Aruna Raje Editor, Filmmaker - Shaque, Situm, Gehrayee, Riahee, Tum, Red Alert
“When I started out it was a patriarchal society in the film industry and only actresses and hairdressers were seen working on the sets. Even the editing rooms and other post-production studios were full of men and I had a hard time working as an editor in the editing studios. Now, of course, many talented lady directors have come to the fore and not only in direction but all processes of filmmaking and I am happy for this change. My next film ‘Firebrand’, which is in Marathi and will release on Netflix, is about a dashing female lawyer who has been abused in her childhood. And of course in the industry too we have seen the #MeToo movement. The women are raising their voices against injustice and I am happy for that.”
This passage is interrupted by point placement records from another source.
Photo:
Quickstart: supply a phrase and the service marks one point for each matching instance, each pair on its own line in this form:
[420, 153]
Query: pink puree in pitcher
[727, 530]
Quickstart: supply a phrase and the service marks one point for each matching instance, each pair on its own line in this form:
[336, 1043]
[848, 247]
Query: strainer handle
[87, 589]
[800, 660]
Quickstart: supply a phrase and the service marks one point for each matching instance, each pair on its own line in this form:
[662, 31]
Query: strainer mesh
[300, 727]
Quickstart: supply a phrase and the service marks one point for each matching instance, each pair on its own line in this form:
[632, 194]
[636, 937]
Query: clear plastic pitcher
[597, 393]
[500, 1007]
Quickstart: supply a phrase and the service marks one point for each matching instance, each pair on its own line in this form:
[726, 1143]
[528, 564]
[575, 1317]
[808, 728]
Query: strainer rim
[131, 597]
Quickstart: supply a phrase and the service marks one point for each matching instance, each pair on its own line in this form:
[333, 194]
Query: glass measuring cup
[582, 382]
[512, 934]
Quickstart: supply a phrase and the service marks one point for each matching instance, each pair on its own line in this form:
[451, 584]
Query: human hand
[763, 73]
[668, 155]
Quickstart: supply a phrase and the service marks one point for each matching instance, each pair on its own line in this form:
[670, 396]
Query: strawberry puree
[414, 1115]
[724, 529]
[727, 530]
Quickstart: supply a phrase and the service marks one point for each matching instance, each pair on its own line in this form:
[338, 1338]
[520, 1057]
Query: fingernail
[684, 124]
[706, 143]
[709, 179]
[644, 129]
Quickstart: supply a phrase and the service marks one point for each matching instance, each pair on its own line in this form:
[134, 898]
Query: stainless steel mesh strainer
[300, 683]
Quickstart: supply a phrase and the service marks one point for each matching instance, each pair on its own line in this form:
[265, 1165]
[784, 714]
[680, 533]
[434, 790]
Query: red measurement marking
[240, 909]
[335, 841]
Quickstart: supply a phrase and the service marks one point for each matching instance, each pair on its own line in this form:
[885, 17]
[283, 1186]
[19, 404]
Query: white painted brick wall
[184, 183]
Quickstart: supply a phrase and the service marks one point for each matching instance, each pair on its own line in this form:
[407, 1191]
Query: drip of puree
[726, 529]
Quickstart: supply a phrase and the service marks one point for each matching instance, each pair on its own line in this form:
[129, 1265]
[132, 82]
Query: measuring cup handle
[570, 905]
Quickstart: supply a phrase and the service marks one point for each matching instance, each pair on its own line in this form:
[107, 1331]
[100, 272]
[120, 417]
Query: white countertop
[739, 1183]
Renuka Shahane Filmmaker - ‘Rita’
“I feel that women in all walks of life are coming up and it is not restricted to the film industry alone. The number of female directors is growing day by day because they have been accepted as equals in this male-dominated industry. I also feel that women can relate more to sensitive subjects because their outlook towards life is different. Even now I am making my Hindi film debut as a director and I am all excited about it. And this does not mean that men can’t make women-oriented cinema as veterans like Gulzarji have proved with their protagonists being females in his classic cinema.”
Pakhi Tyrewala Writer - Jaane Tu Yaa Jaane Naa - Director - ‘Pahuna’
“I feel that women are coming forward in all areas of life and the earlier gender inequality is not there now. Women directors are more aware of their talent and are ready to handle better subjects with better ideas like Zoya Akhtar whose recent hit ‘Gully Boy’ is a prime example of a female director excelling at her work.”